Experiment bei Spanien-Rundfahrt: 36 Teams - Zwei Wertungen

20.06.2002 - Berlin (dpa) - Die diesjährige Spanien-Rundfahrt der Radprofis vom 7. bis 29. September soll nach den Plänen der Organisatoren als großes Experiment angelegt werden. Die Rundfahrt, bei der Jan Ullrich unter Umständen versuchen wird, seinen Sieg von 1999 zu wiederholen, soll in Valencia mit 36 Teams starten, um drei Wochen später mit 18 Mannschaften in Madrid zu Ende zu gehen.

Diesen neuen Modus stellten die Vuelta-Organisatoren Enrique Franco und Victor Cordero vor, die auch die Mehrkosten von 1,2 Millionen Euro offensichtlich nicht scheuen. Diese abenteuerlichen Pläne müsste der Weltverband UCI am 30. Juni in Lausanne allerdings erst absegnen.
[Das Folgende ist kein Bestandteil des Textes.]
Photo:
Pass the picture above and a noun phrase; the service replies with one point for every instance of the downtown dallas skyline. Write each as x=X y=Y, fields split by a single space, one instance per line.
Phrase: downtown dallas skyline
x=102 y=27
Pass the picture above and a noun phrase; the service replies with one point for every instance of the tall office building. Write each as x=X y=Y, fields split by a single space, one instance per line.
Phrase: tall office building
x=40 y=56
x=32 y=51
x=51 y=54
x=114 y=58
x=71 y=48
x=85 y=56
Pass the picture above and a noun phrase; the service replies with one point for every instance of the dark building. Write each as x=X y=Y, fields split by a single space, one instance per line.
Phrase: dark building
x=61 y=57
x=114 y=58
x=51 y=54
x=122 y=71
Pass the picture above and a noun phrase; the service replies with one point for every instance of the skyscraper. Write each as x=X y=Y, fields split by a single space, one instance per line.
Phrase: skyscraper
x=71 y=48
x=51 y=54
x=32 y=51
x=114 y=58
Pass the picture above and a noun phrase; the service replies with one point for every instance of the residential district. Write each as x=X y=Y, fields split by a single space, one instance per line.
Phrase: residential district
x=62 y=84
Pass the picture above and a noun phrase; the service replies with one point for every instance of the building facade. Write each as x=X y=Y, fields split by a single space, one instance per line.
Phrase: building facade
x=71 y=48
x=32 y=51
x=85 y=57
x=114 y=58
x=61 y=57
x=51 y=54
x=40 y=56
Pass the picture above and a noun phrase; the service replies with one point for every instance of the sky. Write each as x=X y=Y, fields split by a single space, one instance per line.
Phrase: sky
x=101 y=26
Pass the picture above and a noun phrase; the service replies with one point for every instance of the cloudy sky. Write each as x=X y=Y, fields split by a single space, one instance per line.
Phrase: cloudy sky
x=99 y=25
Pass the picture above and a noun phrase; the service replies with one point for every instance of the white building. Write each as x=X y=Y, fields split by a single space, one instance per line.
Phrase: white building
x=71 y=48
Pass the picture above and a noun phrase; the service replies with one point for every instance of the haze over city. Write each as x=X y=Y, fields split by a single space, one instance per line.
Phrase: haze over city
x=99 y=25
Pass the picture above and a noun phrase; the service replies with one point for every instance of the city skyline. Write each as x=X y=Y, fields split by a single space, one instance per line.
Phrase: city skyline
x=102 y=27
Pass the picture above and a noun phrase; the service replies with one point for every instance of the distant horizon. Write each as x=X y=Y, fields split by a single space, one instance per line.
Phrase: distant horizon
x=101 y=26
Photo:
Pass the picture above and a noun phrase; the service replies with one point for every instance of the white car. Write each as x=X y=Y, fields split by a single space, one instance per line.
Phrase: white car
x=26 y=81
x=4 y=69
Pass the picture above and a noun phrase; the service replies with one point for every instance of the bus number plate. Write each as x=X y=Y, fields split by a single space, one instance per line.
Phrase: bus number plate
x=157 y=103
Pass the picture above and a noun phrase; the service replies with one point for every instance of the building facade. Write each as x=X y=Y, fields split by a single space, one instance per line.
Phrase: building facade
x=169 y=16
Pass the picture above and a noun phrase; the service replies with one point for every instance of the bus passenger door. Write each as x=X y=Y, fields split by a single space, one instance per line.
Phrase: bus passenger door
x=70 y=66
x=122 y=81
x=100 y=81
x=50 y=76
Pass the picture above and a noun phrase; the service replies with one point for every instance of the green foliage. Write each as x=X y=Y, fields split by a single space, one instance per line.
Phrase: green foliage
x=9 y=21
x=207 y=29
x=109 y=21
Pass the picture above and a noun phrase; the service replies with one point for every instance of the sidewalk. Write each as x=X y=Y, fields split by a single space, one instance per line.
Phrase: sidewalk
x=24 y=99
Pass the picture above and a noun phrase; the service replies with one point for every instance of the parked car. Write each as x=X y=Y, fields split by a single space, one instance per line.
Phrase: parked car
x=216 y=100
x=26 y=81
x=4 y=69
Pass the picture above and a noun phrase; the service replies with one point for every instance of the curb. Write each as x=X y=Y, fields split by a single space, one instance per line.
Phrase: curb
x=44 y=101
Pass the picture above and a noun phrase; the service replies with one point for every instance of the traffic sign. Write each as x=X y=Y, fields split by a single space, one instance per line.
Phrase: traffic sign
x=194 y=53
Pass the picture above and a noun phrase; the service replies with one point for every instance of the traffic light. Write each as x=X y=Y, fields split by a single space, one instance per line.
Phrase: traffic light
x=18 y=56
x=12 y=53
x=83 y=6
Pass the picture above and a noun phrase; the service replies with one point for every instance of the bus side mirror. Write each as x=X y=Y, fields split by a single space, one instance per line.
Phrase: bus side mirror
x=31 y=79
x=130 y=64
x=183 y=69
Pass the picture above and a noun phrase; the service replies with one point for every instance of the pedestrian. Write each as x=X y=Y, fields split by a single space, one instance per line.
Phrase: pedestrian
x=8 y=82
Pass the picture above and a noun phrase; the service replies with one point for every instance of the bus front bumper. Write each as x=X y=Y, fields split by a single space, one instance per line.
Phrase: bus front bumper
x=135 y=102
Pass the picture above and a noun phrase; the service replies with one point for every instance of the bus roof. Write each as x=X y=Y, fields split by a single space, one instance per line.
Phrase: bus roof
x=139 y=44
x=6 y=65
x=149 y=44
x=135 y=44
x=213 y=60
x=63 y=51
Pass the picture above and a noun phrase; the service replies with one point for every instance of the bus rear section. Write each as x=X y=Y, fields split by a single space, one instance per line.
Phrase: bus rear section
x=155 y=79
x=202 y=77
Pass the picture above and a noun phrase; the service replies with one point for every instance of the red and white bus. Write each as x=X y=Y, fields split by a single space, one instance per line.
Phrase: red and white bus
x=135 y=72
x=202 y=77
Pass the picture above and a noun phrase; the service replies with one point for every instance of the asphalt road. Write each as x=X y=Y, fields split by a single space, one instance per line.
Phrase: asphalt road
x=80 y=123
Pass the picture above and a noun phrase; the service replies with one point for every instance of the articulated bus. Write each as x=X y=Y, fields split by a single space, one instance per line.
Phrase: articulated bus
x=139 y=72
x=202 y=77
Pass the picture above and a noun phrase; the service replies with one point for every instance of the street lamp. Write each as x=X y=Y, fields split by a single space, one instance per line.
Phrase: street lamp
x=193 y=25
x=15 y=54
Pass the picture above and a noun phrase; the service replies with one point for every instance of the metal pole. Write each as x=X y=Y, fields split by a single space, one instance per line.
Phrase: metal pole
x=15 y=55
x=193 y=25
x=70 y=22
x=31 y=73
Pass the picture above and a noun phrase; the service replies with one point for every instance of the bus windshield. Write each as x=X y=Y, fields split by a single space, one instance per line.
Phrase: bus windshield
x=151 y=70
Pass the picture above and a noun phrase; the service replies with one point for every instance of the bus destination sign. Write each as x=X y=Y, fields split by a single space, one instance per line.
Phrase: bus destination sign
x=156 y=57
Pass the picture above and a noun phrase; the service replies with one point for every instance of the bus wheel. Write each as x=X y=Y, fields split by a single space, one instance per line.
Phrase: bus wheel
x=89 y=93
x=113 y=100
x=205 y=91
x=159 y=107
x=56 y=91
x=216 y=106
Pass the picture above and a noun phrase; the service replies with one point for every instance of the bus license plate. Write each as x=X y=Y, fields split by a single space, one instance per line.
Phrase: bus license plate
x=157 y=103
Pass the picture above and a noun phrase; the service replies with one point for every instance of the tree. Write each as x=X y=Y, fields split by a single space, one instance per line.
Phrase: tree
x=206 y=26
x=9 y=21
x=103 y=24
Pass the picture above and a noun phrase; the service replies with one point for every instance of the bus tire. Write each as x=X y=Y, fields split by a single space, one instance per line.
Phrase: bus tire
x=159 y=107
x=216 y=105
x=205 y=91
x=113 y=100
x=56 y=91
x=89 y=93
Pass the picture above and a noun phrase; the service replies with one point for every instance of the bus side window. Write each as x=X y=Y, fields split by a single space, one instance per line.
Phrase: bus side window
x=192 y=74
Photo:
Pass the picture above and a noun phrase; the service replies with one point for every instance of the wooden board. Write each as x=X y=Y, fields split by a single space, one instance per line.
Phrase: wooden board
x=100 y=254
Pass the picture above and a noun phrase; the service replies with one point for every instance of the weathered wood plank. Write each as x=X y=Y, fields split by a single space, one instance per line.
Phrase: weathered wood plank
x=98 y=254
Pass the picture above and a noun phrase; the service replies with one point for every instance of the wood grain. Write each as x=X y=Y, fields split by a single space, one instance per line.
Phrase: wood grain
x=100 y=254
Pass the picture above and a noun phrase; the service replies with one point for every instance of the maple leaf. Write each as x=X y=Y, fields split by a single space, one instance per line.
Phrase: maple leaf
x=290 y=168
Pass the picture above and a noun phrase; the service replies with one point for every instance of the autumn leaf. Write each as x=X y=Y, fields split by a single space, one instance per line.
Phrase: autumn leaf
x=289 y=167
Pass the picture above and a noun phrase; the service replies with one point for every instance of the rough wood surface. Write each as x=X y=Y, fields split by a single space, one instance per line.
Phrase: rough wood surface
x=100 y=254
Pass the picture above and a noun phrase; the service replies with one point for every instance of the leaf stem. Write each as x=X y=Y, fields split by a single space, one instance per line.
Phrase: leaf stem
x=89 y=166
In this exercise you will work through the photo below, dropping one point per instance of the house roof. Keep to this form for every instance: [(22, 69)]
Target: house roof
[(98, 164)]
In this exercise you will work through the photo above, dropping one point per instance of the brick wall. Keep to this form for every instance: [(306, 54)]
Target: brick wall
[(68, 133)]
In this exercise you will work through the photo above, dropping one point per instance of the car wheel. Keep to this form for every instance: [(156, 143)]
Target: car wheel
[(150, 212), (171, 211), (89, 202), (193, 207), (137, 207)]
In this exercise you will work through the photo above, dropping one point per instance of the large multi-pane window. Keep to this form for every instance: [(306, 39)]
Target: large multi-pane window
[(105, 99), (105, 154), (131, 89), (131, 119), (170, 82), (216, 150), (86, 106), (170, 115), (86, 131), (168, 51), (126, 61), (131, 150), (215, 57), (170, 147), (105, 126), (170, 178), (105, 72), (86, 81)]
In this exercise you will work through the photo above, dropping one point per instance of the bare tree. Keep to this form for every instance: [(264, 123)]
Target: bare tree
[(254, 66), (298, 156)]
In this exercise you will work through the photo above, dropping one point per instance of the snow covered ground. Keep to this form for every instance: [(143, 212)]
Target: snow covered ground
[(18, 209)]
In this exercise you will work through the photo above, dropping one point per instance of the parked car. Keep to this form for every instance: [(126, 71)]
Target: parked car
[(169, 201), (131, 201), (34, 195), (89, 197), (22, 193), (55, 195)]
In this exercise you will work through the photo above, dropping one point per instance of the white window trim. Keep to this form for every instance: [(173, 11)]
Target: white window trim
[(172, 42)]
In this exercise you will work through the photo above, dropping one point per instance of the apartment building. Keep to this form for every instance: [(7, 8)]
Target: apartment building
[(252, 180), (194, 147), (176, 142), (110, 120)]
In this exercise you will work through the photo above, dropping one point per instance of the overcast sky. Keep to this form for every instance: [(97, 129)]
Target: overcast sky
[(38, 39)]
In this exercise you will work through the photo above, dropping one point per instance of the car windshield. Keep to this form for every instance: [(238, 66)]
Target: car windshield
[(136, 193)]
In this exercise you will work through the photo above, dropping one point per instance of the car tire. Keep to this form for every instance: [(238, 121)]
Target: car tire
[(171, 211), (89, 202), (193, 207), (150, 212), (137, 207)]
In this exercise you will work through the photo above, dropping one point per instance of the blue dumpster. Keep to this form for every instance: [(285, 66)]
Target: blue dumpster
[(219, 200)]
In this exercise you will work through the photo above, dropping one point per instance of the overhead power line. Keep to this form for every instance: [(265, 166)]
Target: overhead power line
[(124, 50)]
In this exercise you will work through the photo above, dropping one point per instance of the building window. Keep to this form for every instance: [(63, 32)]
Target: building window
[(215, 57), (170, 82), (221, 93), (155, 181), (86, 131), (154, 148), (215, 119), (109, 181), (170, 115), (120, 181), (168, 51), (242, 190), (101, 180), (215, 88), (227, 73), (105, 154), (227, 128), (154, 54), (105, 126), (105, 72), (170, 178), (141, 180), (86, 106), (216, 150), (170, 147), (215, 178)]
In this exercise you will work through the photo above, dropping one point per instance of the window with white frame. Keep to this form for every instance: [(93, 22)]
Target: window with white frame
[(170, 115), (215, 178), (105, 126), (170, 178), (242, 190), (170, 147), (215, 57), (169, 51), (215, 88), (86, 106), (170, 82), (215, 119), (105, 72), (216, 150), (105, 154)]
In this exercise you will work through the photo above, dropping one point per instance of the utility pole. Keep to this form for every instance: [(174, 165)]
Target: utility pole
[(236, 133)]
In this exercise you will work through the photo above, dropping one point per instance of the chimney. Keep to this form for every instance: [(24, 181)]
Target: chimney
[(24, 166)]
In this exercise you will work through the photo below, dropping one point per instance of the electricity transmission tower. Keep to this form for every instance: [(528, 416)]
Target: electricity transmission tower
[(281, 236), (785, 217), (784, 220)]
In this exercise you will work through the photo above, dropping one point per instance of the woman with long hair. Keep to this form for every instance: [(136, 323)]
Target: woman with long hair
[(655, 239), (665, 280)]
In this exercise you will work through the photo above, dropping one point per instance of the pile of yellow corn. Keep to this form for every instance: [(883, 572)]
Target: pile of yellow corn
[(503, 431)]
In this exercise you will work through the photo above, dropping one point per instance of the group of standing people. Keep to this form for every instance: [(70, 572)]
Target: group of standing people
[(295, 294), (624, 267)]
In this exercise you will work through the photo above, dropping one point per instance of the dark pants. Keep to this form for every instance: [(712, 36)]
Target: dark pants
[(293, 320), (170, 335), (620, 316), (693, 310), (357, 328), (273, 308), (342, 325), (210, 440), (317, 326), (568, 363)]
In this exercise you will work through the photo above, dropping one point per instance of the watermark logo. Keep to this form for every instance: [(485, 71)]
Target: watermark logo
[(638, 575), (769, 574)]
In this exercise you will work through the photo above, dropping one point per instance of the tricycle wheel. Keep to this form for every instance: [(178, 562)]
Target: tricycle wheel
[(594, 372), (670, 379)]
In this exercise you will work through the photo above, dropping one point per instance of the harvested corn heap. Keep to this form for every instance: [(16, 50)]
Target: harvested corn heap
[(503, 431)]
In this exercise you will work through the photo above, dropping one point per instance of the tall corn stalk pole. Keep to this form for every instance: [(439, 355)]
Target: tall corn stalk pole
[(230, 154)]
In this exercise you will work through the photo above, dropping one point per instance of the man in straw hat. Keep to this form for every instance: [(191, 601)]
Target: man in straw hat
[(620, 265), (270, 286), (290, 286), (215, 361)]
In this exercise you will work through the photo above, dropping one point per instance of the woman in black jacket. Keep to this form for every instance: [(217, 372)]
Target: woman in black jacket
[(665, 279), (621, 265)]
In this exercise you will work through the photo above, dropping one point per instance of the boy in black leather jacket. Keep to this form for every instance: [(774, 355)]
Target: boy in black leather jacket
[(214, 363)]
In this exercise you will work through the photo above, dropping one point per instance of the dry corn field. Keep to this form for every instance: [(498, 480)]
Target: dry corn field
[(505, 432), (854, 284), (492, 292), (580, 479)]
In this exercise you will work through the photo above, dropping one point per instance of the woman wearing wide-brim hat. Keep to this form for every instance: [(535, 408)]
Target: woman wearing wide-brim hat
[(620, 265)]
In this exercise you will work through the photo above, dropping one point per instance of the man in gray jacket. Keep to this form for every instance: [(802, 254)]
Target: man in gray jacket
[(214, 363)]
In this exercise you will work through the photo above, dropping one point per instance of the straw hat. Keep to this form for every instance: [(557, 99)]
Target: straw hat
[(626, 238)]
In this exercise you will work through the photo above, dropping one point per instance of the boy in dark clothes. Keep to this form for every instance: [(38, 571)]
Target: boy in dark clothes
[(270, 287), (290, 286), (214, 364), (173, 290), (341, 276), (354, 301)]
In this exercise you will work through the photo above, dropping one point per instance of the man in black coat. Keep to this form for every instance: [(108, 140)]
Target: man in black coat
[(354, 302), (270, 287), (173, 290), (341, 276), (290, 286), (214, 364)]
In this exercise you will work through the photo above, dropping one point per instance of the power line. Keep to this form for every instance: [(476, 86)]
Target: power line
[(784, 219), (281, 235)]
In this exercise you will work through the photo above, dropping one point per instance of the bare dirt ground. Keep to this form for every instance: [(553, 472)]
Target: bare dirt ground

Nach dem Mannschafts-Zeitfahren zum Vuelta-Auftakt soll eine Unterteilung in die besten und die schlechtesten 18 Teams vorgenommen werden, die eine Woche lang auf identischen Strecken zu verschiedenen Zeiten an den Start gehen. Es soll in der ersten Vuelta-Woche nach den Plänen der Organisatoren auch zwei Einzel-Wertungen geben. In Malaga im Anschluss an die 7. Etappe müssen die 18 schlechtesten Teams ausscheiden, dann geht es wie üblich «eingleisig» weiter.

«Ich habe davon nichts gehört und kann mir das in der Praxis überhaupt nicht vorstellen», sagte Telekom-Teamsprecher und Ex-Profi Olaf Ludwig. Die «Marca» schrieb von der bevorstehenden «Revolution des Radsports». Bei der am 6. Juli in Luxemburg beginnenden Tour de France gehen 20 Teams mit jeweils neun Fahren an den Start.